The Syrian government and its Russian allies denied there was a chemical attack, while Syrian officials later said the air force bombed a rebel arsenal that had chemical weapons stored inside.

From his tent in the settlement for the displaced called Mokhayyam Karamah, Arabic for “Dignity Camp,” near the town of Atmeh, Yousef recalls that fateful day when he lost his twins, Aya and Ahmed, wife Dalal and 16 other relatives.

It is a story he has told dozens of times, about how Khan Sheikhoun residents woke up at half-past six in the morning to the sound of explosions. How people started running out of their homes and onto the street, trying to help one another. How he told his wife to take the twins to safety outside. The people he saw foaming at the mouth and nose.
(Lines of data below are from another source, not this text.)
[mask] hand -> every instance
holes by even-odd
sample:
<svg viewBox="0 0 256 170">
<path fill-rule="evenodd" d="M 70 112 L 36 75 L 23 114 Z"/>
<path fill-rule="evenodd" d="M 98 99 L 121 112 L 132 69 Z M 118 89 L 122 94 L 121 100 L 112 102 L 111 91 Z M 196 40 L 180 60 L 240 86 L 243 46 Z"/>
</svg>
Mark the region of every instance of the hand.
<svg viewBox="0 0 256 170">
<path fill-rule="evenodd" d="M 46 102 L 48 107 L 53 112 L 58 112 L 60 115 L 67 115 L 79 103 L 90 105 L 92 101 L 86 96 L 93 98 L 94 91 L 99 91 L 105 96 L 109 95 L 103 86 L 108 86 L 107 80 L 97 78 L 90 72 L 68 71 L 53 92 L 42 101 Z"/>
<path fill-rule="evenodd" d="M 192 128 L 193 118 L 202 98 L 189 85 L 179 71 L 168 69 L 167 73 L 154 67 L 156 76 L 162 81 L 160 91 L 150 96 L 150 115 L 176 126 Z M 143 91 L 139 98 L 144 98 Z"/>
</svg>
He recalls how he ran to his brother’s house to find him and his family dead. His other brother and nephew, also dead. His niece who was around 13, also dead. He lost consciousness and woke up four hours later to be told that his twins and wife had died. They were among the 89 people who died as a result of what experts have determined was an attack using sarin, an outlawed nerve toxin.

In this April 4, 2017, photo, Abdel Hamid Yousef, holds his twin babies, who were killed in a chemical weapons attack in Khan Sheikhoun, Syria. He lost the twins, his wife and 16 other relatives in the poison gas attack. Determined to continue with his life, Yousef remarried and has an 11-month-old daughter. But tragedy keeps chasing the 31-year-old former shopkeeper.
In this April 4, 2017, photo, Abdel Hamid Yousef, holds his twin babies, who were killed in a chemical weapons attack in Khan Sheikhoun, Syria. He lost the twins, his wife and 16 other relatives in the poison gas attack. Determined to continue with his life, Yousef remarried and has an 11-month-old daughter. But tragedy keeps chasing the 31-year-old former shopkeeper.
(Alaa Yousef )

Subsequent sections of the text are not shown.